In Fig. 4, we combined the core-genome-based neighbor-joining tree with SC, vanA plasmid type, and Tn1546 assignments. Some closely related isolates in the core-genome tree had distinct predicted vanA plasmid types as exemplified by SC17 containing plasmid types B and I (Fig. 4). However, these plasmid types contained the same Tn1546 variant (46MN), which is characterized by deletions of orf1 and orf2 and SNPs T7658C, G8234T. This observation suggested that plasmid types B and I co-resided in the same isolates and that Tn1546 was internally mobilized between these two plasmid types within the same SC. The isolates belonging to the clonal background SC10 were also closely related in the core-genome tree but shared distinct plasmid types and were associated to different Tn1546 variants: (i) plasmid type J with 46 variant (SNPs G7747T+C8833T); (ii) plasmid type B associated mostly to 46M, 46MN, and 468MN; (iii) plasmid type C with MNI variant (deletions 1-3417 and 8650-8827). This indicated that isolates from the clonal background SC10 have horizontally acquired different vanA plasmids associated with distinct Tn1546 variants. This situation is also apparent for SC18 isolates which were closely related in the core-genome tree but carried three distinct plasmid types (B, D, E) which were associated with distinct Tn1546 variants (Fig. 4).

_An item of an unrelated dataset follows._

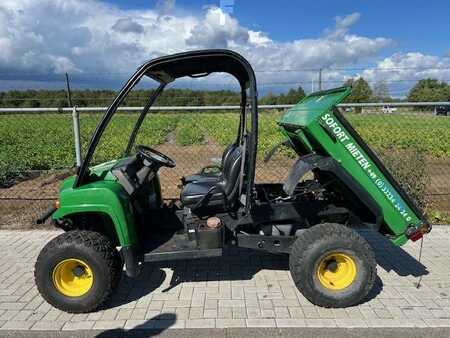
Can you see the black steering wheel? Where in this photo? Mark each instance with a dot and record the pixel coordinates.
(152, 156)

However, we observed overall a high concordance between the SC and Tn1546 assignments (Fig. 4), which suggested that clonal spread was the main driver of the vanA resistance gene cluster dissemination. To facilitate the exploration of the results, SC, plasmid type, and Tn1546 assignments were also integrated into the Microreact project https://microreact.org/project/FCUD_d1zt
Dynamics of vanA-type resistance dissemination
The identification of the seven vanA plasmid types (A, B, C, D, E I, J) present in our Dutch VRE collection allowed us to estimate the contribution of the nested genetic elements, clone (defined as hierBAPS-based SC), plasmid type, and Tn1546 variant, into the dissemination of the vanA gene cluster.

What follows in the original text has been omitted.